• tayvanorijinli bir bilgisayar markasi. gordugum en dandik bilgisayarlara sahip olan marka.
    ayrica bana, laptopun ekranini silikonla saglamlastirmak, uzerine elektrik bandi yapistirmak gibi amelelikler yaptirdigi icin ayrica nefret ederim.
  • laptop lcdleri aslinda gayet guzeldir, hatta sahip oldugum bilgisayarin en guzel yani! parlak bir lcdsi var. cozunurlugu de 1024x768...
  • minta monitörümle ilgisi oldugunu dusundugum ama bu ilgiyi bir türlü kanitlayamadigim marka.
  • 1990'larda pc olarak cok fazla yerde gorulebilen ama zaman icinde hp, ibm gibi vendorlara boyun egmek zorunda kalan marka...

    "welcome to mitac" diye acilirdi aletin arabirimi...
  • elimdeki exper eqrt laptop'ı esasen bunlar yapmış, demek ki son birkaç yıldır değişik markalara noname laptop yapıyorlar. kasa kalitesi muhteşem, alüminyum, sağlam, hafif, munis, kedi gibi. klavye su geçirmez ama istediğim yumuşaklıkta ve tuş diziliminde değil. toşiba daha iyiydi.

    (bkz: getac)
  • sahip olduğum 2. bilgisayarın markası. pentium 3 450 mhz işlemcisi vardı. bildiğiniz kart gibi takılan bir işlemciydi. s3 virge ekran kartı falan vardı. hey gidi be. zaman nasıl hızlı geçiyor.
  • çocukluğumda küçük bir fantezim vardı.
    karşı komşumuz vardı, ben henüz 6-7 yaşlarındayım. bilgisayarları vardı, onlara bir bahane bulup da gidebilmek için yapmadığımı bırakmazdım, tek nedeni bilgisayara bir şekilde dokunabilmek, şanslıysam da bilgisayarı açtırıp volfied, kick off, veya fox oynayabilmekti, o zamanlar dos ortamı tabi, öyle mouse falan yok o zamanlar.

    işte o zamanlardaki en büyük zevkim, evdekilere gazete aldırmaktı. öyle okuyacağımdan falan değil, bir bilgisayar reklamı varsa bakıp iç geçireyim diye. boy boy resimlerle, yanında bisiklet hediye edenler, mavi parlak ekranlar, inanılmaz bir gözalıcılığa sahip kasalar, adeta bakıp da hayal kurmam içindi sanki. benim için bir gazetenin üstünlüğü, verdiği bilgiasyar reklamı ile doğru orantılıydı.

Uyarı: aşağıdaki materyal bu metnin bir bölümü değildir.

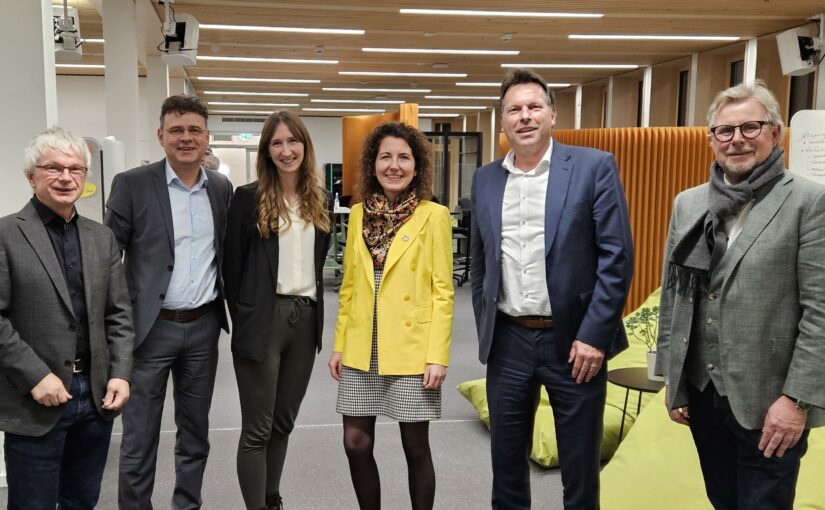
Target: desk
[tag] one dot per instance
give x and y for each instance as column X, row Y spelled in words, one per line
column 633, row 379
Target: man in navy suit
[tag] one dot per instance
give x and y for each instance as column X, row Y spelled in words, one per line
column 552, row 260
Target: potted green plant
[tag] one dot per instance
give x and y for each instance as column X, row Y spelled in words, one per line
column 644, row 325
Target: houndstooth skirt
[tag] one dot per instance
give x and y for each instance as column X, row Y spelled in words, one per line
column 398, row 397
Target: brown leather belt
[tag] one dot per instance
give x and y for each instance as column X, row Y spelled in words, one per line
column 531, row 321
column 186, row 315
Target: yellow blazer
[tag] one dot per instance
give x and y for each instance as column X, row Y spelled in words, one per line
column 415, row 299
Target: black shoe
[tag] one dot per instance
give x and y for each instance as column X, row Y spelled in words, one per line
column 274, row 502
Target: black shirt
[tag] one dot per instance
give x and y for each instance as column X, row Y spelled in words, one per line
column 66, row 243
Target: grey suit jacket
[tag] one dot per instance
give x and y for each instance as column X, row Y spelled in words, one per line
column 772, row 303
column 139, row 212
column 37, row 321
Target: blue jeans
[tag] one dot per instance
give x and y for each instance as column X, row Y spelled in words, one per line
column 65, row 466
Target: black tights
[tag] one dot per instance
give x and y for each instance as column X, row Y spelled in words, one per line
column 359, row 441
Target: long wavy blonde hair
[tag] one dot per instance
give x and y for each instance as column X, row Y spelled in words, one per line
column 312, row 198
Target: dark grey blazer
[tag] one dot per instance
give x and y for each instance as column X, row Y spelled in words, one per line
column 37, row 321
column 250, row 272
column 139, row 212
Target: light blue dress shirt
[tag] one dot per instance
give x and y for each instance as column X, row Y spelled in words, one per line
column 195, row 274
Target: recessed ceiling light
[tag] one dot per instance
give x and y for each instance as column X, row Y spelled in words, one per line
column 523, row 14
column 422, row 75
column 477, row 98
column 575, row 66
column 362, row 89
column 440, row 51
column 261, row 80
column 358, row 101
column 354, row 110
column 249, row 28
column 81, row 66
column 233, row 103
column 435, row 107
column 641, row 37
column 235, row 93
column 268, row 60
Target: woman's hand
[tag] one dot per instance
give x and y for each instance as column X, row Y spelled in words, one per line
column 434, row 376
column 335, row 366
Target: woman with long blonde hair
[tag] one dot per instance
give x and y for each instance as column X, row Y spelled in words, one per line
column 278, row 233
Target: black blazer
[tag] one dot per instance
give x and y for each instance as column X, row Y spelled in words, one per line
column 250, row 274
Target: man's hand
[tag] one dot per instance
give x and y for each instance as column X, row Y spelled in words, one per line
column 434, row 376
column 50, row 391
column 117, row 393
column 586, row 359
column 783, row 427
column 680, row 415
column 335, row 365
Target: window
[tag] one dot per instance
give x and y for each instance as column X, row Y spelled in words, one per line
column 681, row 106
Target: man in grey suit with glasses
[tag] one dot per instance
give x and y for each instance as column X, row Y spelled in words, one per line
column 742, row 324
column 169, row 218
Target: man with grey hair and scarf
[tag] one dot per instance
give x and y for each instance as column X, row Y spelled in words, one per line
column 742, row 316
column 65, row 334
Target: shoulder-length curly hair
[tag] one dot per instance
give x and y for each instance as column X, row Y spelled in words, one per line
column 311, row 195
column 422, row 183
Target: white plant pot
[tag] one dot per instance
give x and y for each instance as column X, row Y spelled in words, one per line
column 651, row 367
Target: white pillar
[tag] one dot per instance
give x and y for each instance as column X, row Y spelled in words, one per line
column 647, row 86
column 578, row 117
column 608, row 118
column 750, row 62
column 120, row 54
column 157, row 90
column 28, row 96
column 693, row 76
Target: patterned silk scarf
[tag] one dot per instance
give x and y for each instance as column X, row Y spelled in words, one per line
column 382, row 221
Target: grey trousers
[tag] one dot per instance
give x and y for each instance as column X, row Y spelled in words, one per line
column 189, row 350
column 271, row 393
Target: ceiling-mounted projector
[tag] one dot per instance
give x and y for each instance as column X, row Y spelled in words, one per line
column 180, row 38
column 67, row 43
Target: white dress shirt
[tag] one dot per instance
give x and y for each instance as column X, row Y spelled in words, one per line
column 296, row 256
column 523, row 267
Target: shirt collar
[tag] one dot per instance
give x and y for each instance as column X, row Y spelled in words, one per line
column 172, row 177
column 543, row 166
column 47, row 215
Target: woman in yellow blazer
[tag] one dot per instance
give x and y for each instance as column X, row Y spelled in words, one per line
column 392, row 339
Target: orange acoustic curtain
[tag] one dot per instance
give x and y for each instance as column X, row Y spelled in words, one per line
column 355, row 130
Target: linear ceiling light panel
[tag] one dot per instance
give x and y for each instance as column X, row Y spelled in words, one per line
column 441, row 51
column 358, row 101
column 575, row 66
column 248, row 28
column 475, row 98
column 358, row 89
column 354, row 110
column 277, row 94
column 641, row 37
column 268, row 60
column 255, row 80
column 415, row 75
column 511, row 14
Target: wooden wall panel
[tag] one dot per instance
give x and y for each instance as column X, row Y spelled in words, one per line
column 355, row 130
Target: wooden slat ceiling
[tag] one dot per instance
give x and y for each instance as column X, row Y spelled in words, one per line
column 539, row 41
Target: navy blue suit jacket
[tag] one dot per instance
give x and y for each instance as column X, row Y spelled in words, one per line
column 588, row 249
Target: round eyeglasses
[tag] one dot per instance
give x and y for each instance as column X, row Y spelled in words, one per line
column 749, row 130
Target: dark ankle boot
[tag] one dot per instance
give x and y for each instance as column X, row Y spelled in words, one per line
column 274, row 502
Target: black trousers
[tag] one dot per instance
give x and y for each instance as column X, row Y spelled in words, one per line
column 737, row 475
column 521, row 361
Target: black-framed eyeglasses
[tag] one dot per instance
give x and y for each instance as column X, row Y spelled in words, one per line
column 749, row 130
column 56, row 170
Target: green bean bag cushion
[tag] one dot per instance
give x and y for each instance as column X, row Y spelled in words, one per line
column 544, row 450
column 657, row 467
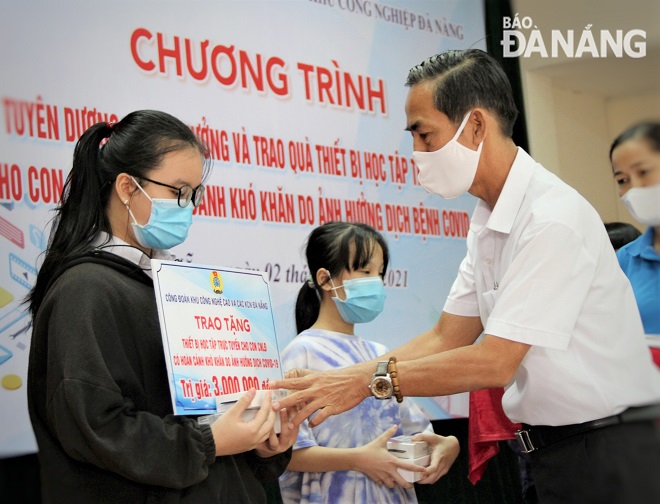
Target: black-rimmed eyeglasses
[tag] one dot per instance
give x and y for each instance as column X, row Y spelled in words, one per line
column 186, row 193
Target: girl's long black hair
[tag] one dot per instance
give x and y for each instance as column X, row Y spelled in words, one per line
column 328, row 246
column 135, row 145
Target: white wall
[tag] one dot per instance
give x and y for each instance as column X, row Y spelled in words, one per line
column 576, row 108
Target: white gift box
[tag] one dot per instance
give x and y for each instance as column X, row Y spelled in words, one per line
column 413, row 476
column 403, row 447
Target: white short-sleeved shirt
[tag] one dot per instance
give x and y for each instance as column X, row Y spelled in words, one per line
column 540, row 270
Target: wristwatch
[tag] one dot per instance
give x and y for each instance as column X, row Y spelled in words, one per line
column 381, row 384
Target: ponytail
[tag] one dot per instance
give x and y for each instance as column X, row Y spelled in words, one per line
column 80, row 214
column 135, row 145
column 329, row 247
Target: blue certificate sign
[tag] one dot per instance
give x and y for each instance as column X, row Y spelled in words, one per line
column 218, row 333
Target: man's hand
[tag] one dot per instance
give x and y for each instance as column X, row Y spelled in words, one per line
column 329, row 393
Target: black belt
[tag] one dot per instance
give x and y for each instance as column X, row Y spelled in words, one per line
column 533, row 437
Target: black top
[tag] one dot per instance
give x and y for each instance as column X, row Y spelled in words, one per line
column 100, row 402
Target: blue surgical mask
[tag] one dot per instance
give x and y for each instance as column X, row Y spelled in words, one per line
column 365, row 298
column 167, row 226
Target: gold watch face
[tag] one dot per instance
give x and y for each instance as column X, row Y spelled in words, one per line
column 381, row 387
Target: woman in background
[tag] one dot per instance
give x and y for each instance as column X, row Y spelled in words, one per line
column 635, row 157
column 345, row 459
column 98, row 390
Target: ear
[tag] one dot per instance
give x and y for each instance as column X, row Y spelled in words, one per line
column 323, row 279
column 478, row 125
column 125, row 187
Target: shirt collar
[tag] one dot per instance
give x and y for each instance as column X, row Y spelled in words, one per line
column 132, row 254
column 643, row 246
column 503, row 215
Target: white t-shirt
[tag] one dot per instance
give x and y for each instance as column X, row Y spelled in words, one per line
column 540, row 270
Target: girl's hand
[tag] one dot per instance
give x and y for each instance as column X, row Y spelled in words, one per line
column 278, row 443
column 234, row 435
column 375, row 461
column 443, row 454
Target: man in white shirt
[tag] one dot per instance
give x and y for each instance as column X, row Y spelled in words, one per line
column 561, row 330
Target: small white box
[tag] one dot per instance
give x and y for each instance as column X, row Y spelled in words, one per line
column 403, row 447
column 223, row 403
column 413, row 476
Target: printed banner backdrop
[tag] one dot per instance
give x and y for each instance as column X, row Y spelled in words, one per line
column 302, row 104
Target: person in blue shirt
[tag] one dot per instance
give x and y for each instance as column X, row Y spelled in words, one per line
column 346, row 459
column 635, row 157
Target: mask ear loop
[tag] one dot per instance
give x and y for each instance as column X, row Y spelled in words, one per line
column 312, row 285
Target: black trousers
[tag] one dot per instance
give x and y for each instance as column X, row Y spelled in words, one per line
column 619, row 464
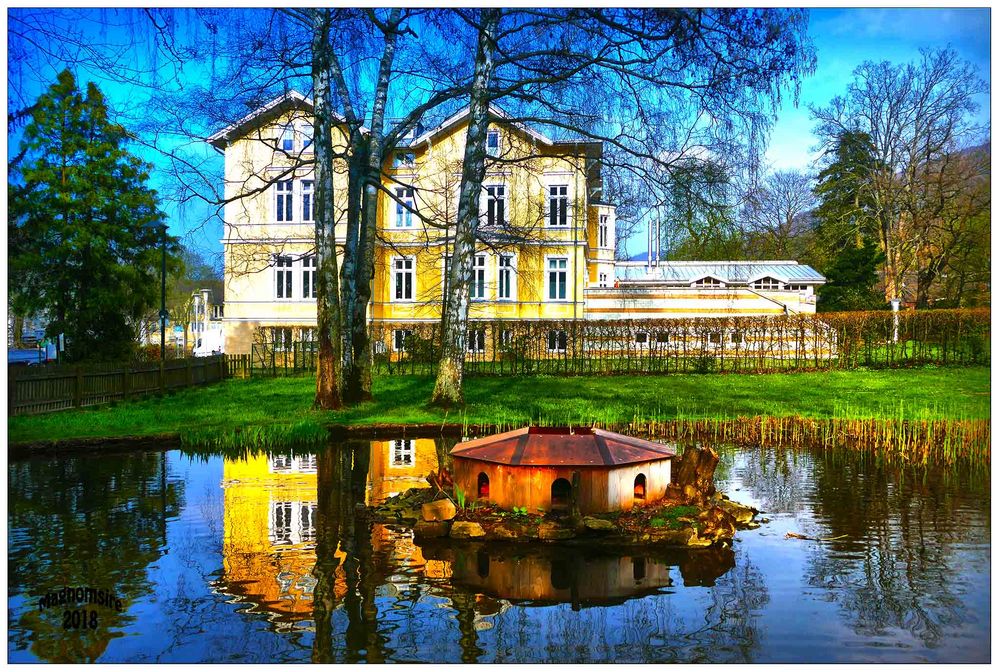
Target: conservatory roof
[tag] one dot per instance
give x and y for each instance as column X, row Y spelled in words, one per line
column 730, row 272
column 561, row 446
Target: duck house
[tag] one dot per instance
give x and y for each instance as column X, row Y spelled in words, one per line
column 560, row 468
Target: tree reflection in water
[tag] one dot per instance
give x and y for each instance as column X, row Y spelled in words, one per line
column 899, row 565
column 87, row 522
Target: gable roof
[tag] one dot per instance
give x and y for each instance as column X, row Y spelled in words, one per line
column 463, row 113
column 291, row 100
column 560, row 446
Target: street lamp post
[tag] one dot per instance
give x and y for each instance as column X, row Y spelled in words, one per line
column 163, row 312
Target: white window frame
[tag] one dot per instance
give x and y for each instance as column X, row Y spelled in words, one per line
column 399, row 344
column 287, row 138
column 563, row 199
column 403, row 453
column 284, row 277
column 309, row 276
column 284, row 201
column 400, row 162
column 405, row 207
column 490, row 195
column 411, row 272
column 558, row 334
column 308, row 200
column 476, row 341
column 494, row 151
column 548, row 273
column 511, row 270
column 477, row 287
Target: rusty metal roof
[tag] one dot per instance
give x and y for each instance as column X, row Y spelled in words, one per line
column 560, row 446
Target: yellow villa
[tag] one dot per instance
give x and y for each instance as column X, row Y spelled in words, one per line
column 547, row 250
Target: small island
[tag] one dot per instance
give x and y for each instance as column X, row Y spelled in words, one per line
column 573, row 485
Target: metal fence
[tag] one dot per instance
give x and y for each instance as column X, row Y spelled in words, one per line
column 53, row 387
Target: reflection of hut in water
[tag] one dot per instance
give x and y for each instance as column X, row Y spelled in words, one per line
column 536, row 467
column 555, row 575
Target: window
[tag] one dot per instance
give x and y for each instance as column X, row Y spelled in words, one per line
column 708, row 282
column 495, row 205
column 506, row 277
column 640, row 486
column 283, row 276
column 476, row 340
column 402, row 453
column 288, row 138
column 281, row 338
column 557, row 341
column 308, row 201
column 404, row 207
column 558, row 205
column 285, row 200
column 399, row 338
column 478, row 289
column 771, row 284
column 307, row 522
column 557, row 278
column 309, row 277
column 403, row 277
column 279, row 464
column 281, row 525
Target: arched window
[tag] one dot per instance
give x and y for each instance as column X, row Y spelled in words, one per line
column 482, row 563
column 640, row 487
column 561, row 493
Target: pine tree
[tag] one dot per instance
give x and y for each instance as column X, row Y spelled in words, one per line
column 84, row 230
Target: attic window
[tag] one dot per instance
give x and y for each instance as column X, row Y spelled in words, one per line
column 771, row 284
column 492, row 143
column 708, row 282
column 404, row 160
column 288, row 138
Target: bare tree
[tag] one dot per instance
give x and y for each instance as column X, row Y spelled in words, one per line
column 777, row 213
column 914, row 114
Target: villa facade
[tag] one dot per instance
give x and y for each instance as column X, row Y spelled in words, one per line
column 547, row 237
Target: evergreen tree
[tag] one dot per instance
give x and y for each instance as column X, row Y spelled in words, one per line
column 84, row 230
column 847, row 228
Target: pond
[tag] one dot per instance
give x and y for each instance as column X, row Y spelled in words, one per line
column 262, row 557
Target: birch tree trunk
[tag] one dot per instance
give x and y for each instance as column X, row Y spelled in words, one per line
column 448, row 389
column 329, row 394
column 357, row 371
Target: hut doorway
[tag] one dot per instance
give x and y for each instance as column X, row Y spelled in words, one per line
column 640, row 487
column 561, row 494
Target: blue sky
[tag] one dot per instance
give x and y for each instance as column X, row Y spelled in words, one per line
column 843, row 38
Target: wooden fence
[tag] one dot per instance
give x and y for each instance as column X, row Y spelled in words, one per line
column 40, row 389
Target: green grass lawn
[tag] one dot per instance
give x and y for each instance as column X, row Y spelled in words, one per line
column 908, row 393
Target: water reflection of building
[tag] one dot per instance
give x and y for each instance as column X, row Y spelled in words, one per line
column 270, row 516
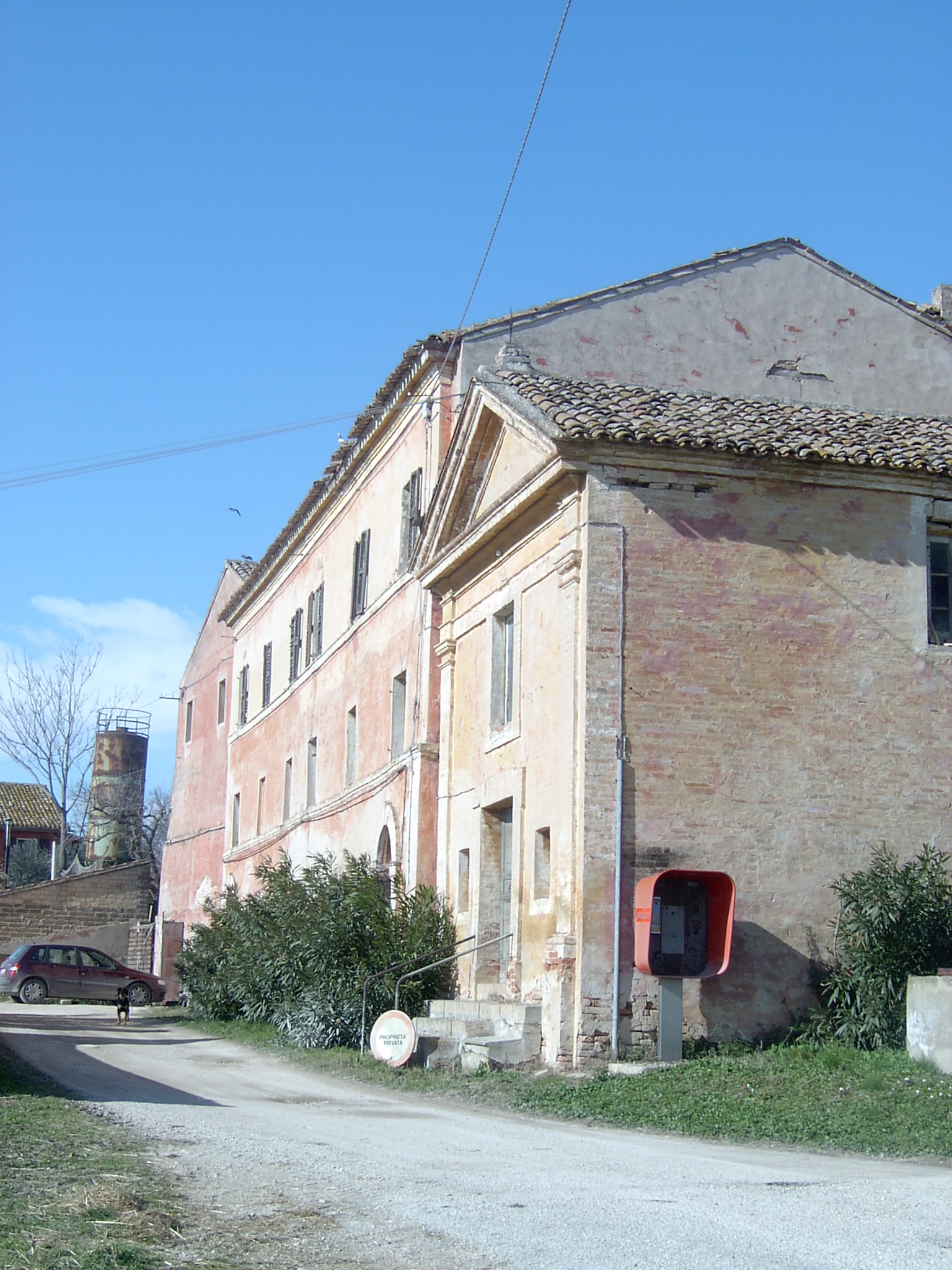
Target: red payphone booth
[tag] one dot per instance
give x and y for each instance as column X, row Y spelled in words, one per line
column 683, row 926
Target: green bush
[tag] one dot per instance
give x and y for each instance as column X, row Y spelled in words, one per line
column 894, row 921
column 296, row 953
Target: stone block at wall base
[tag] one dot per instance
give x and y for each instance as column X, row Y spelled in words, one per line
column 930, row 1020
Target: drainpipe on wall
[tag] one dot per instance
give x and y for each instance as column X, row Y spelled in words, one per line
column 620, row 747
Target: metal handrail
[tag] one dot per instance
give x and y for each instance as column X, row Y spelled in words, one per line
column 443, row 962
column 400, row 966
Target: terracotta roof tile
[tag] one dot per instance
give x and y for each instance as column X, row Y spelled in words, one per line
column 588, row 411
column 29, row 807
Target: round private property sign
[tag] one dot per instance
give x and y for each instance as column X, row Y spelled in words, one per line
column 392, row 1038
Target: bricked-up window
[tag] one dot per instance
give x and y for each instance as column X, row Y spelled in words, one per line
column 462, row 887
column 314, row 644
column 351, row 748
column 312, row 771
column 398, row 716
column 362, row 567
column 410, row 517
column 940, row 591
column 298, row 623
column 286, row 810
column 503, row 667
column 243, row 696
column 542, row 865
column 259, row 819
column 267, row 676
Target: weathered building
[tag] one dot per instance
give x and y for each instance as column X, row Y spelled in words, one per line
column 683, row 631
column 30, row 821
column 635, row 585
column 192, row 859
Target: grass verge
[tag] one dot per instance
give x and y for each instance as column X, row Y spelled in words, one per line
column 74, row 1189
column 833, row 1098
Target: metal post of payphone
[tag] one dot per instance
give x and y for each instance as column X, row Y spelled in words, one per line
column 671, row 1020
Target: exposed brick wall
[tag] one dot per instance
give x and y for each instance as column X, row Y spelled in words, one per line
column 103, row 898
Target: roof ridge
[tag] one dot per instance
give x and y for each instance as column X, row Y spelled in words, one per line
column 632, row 413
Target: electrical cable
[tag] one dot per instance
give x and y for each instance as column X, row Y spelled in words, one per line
column 19, row 477
column 508, row 189
column 22, row 477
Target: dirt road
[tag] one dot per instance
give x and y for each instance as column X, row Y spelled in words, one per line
column 304, row 1171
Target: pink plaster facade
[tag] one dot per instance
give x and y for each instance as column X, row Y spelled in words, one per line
column 192, row 861
column 689, row 625
column 362, row 713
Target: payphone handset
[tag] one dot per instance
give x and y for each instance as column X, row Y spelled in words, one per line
column 683, row 923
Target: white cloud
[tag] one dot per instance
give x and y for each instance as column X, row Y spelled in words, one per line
column 145, row 648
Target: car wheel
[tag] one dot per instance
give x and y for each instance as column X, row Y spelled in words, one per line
column 33, row 992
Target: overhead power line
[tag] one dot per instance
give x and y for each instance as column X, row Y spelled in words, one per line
column 508, row 189
column 20, row 477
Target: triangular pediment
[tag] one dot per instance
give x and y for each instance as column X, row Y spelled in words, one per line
column 495, row 458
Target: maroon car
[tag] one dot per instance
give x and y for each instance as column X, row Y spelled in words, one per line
column 35, row 972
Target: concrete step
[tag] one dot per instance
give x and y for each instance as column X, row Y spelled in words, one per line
column 503, row 1052
column 454, row 1028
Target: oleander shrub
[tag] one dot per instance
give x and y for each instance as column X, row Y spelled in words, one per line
column 298, row 950
column 894, row 921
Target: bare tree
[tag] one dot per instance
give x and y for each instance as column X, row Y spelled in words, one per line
column 155, row 825
column 47, row 727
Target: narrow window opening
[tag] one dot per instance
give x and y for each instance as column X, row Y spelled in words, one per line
column 351, row 760
column 243, row 696
column 286, row 810
column 312, row 771
column 384, row 863
column 462, row 886
column 398, row 716
column 362, row 564
column 542, row 873
column 314, row 642
column 298, row 623
column 503, row 668
column 940, row 591
column 410, row 518
column 267, row 676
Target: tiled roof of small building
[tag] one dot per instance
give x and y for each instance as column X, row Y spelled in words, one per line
column 589, row 411
column 29, row 807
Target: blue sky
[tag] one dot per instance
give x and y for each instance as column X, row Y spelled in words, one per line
column 221, row 218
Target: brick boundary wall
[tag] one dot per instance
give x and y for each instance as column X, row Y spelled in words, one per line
column 106, row 897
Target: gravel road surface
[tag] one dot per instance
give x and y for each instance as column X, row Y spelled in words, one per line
column 299, row 1170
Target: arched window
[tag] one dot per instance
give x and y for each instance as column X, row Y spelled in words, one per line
column 384, row 861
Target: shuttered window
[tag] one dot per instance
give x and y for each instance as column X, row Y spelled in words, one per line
column 296, row 628
column 314, row 644
column 410, row 517
column 243, row 696
column 362, row 566
column 267, row 676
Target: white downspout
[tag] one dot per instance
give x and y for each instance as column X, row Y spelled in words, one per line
column 620, row 746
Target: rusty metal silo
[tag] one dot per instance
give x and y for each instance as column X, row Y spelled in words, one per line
column 118, row 785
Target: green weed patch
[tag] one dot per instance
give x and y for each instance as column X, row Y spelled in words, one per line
column 831, row 1098
column 74, row 1191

    işte o zamanlar hayalini kurduğum iki bilgisayar vardı, birincisi acer aspire, ikincisi de mitac'tı işte. ram'dir cpu'dur gpu'dur falan anlamazdım fazla, benim için önemli olan göze güzel gözükmesiydi bilgisayarın. işte bu bilgisayarlar benim için birer transformers'tılar adeta sanki, kasasına aşık olmuştum, hayatımdaki en büyük amacım bunlardan birine sahip olmak, dokunmaktı, araştırıp van'daki satış noktasına gitmiştim kıç kadar boyumla, dokunmuştum, fiyatını sormuştum, hatırlıyorum.

    şu anda bu giriyi bir macbook air ile yazıyor olabilirim, ama hep içimde bir ukte olarak kalmıştır mitac, hep sahip olamamanın üzüntüsü vardır içimde.
  • 90'larda zarif tasarımlı ve göreceli sessiz bilgisayarlar üretirlerdi. sonra onların hepsi ölür biter.
  • 286'ları boldu bunların sahiden. monitör altı slim kasaları her yerdeydi.